Elsewhere in Selected Visual Poems are lesser known (and some unpublished) but equally interesting series: ‘rhythm poems,’ which expand on Vidler’s use of the arrow from Lost Sonnets; ‘abc poems,’ which see the first three letters of the alphabet morph visually as a trio into crabs and flowers and circuit boards, among other things; ‘jacaranda poems,’ which seem to evoke mycorrhizal networks; ‘oleander poems,’ which are perhaps the most complex of all the series in the way they combine the mycorrhizal with floral patterning and with wind; ‘hearts and other repetitive poems,’ which bring to the fore a more vispo or concrete aesthetic practice; and ‘lost matchstick sonnets’ — physical, or sculptural, poems made of a matchstick box and 14 or 28 matchsticks captured in photographs — which is a delightful, humorous series to finish the Selected collection with.
To conclude here, I’d like to share the resonant ending of an incredible unpublished quadruple sestina that Catherine sent me in 2017. This sestina, titled ‘Objects,’ with its many cascading 12-line stanzas, exemplifies Vidler’s pursuit of “sheer quantum”: the whole poem seems to be contending with her poetics of algorithmic flares and the galactic visions she could see in the cellular; and it finishes, after 24 stanzas, with this 6-line envoi, which refers back to “chaingrass,” the abiding/guiding metaphor that so inspired her endless permutational methodology:
Chaingrass, independently of any outcome concerning the moon, continues to show itself to me (regardless also of repeated cloud).

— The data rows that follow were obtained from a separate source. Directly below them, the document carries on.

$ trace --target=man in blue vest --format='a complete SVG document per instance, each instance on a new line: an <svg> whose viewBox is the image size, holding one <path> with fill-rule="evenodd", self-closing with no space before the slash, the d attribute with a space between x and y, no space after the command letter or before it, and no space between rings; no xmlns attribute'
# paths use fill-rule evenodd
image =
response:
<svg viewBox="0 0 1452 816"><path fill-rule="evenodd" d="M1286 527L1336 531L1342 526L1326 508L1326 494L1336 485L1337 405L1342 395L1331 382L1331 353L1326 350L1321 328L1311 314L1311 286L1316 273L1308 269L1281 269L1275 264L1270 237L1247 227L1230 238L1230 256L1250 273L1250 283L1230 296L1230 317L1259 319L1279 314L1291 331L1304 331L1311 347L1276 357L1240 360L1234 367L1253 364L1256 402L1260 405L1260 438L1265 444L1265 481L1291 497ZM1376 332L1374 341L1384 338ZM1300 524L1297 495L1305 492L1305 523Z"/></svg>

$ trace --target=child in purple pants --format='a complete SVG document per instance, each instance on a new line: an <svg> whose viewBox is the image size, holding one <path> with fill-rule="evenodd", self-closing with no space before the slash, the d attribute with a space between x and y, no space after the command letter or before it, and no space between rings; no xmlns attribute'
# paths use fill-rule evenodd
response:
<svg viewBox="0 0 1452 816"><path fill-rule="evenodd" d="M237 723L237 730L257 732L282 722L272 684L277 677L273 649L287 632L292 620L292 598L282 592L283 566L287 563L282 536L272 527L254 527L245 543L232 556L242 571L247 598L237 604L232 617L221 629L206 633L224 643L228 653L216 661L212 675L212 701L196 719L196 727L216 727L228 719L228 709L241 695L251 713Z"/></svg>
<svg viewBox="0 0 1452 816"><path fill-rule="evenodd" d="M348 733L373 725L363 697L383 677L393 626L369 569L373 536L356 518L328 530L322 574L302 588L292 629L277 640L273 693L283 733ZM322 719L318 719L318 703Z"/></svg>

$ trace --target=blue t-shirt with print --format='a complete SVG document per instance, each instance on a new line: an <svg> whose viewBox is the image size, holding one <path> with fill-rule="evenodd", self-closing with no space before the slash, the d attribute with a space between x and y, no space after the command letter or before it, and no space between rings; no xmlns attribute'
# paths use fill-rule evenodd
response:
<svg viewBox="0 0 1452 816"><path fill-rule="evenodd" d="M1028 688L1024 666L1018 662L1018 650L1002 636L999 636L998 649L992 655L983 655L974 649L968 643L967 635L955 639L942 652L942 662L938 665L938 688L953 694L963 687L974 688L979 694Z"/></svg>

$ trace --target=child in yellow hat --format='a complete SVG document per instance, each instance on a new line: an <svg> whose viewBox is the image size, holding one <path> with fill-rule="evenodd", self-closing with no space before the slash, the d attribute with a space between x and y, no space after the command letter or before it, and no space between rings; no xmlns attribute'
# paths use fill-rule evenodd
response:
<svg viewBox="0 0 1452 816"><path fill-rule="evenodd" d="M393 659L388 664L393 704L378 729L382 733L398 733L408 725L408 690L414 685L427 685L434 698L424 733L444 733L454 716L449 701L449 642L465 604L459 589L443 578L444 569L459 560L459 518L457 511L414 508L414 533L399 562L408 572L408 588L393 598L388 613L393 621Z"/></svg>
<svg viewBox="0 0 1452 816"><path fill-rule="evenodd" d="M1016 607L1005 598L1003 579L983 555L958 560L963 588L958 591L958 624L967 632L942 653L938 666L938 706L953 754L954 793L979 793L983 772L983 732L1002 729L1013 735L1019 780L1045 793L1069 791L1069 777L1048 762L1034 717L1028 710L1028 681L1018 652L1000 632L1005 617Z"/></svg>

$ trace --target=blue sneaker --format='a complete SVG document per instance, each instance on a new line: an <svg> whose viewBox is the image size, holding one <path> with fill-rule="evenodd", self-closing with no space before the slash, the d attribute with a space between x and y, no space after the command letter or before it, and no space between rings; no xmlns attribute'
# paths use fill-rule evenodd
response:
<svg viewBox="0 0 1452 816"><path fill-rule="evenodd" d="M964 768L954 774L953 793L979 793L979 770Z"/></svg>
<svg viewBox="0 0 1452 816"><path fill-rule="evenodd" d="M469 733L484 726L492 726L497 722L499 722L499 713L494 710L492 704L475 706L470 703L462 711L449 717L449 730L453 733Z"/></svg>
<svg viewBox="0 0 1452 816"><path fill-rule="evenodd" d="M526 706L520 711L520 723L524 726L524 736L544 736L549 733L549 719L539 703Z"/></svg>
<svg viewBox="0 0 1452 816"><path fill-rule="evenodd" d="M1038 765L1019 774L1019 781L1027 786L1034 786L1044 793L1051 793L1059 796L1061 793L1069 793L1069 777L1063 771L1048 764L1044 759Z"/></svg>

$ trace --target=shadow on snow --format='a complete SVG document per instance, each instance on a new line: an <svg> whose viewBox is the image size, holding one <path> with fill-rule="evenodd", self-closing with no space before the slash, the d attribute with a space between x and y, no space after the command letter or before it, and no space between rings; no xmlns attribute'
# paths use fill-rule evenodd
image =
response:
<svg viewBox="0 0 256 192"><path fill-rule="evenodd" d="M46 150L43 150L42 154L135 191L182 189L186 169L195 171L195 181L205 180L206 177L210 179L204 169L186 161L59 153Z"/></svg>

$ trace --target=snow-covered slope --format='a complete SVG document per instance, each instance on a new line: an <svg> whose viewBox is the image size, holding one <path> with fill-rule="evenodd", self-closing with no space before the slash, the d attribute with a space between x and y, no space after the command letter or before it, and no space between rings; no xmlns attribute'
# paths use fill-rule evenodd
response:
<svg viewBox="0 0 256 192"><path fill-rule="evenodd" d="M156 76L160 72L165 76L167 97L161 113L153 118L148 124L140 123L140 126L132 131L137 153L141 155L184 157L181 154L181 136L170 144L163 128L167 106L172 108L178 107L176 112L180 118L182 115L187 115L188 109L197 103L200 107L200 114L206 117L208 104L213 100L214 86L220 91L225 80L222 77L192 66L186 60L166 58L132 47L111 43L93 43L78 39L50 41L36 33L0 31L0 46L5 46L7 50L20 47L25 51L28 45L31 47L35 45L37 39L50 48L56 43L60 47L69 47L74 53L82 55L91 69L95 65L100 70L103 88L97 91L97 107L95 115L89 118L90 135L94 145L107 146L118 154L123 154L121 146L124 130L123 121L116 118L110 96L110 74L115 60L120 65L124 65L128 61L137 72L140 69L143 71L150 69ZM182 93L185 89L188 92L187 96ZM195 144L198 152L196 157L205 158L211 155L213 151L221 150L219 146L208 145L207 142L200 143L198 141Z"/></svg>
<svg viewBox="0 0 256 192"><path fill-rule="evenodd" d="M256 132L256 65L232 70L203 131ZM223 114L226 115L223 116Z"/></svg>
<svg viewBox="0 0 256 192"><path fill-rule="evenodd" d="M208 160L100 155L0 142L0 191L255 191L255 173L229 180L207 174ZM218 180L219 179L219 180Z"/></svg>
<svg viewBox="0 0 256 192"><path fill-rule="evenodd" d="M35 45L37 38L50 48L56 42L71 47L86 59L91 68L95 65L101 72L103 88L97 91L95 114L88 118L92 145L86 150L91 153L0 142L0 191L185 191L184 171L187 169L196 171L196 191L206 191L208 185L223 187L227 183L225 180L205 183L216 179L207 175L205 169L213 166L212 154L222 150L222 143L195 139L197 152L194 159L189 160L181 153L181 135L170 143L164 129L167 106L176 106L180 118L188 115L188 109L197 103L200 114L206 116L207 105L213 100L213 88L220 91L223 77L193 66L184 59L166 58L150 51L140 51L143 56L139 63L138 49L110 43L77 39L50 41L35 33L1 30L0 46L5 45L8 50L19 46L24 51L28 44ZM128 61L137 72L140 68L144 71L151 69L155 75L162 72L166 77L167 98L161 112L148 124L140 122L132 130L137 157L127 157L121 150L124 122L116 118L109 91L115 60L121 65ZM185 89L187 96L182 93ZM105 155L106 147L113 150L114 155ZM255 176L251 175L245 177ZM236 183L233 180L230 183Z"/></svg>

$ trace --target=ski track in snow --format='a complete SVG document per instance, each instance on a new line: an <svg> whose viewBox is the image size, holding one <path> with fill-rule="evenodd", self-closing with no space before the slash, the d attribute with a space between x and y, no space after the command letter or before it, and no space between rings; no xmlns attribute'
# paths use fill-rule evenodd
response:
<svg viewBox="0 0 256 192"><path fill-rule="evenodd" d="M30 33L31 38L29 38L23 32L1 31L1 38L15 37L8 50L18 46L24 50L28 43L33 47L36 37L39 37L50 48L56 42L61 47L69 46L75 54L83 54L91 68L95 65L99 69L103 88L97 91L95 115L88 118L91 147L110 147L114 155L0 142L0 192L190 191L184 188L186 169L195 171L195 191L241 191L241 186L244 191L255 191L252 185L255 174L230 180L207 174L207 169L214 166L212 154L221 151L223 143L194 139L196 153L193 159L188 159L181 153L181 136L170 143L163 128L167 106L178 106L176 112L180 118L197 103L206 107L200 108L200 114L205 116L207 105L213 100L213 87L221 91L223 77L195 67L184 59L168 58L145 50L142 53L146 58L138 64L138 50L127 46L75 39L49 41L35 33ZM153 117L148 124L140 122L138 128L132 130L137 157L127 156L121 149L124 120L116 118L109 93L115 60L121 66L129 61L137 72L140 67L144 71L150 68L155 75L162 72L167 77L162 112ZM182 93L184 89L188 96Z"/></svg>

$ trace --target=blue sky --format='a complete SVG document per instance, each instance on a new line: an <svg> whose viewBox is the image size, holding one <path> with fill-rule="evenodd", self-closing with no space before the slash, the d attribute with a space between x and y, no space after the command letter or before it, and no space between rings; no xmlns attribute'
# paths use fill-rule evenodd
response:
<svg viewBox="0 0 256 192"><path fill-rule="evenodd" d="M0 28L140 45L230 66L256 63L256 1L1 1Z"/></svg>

An object (or collective object), its fluid-blades display a number of possible permutations under this subtle breeze (the stone-state exhibits curious empathy), displacing (now) my desire for stars. Newly stunned (no words, no fear) I bear witness to its properties.
Vidler’s Selected Visual Poems is an event for followers of visual poetry in Australia and abroad, and should prompt urgent further reading of her entire poetic oeuvre — cut short as it was when she died of cancer in 2023 — a singular and vital avant-garde oeuvre that should not be relegated to the backwaters of Australian poetry.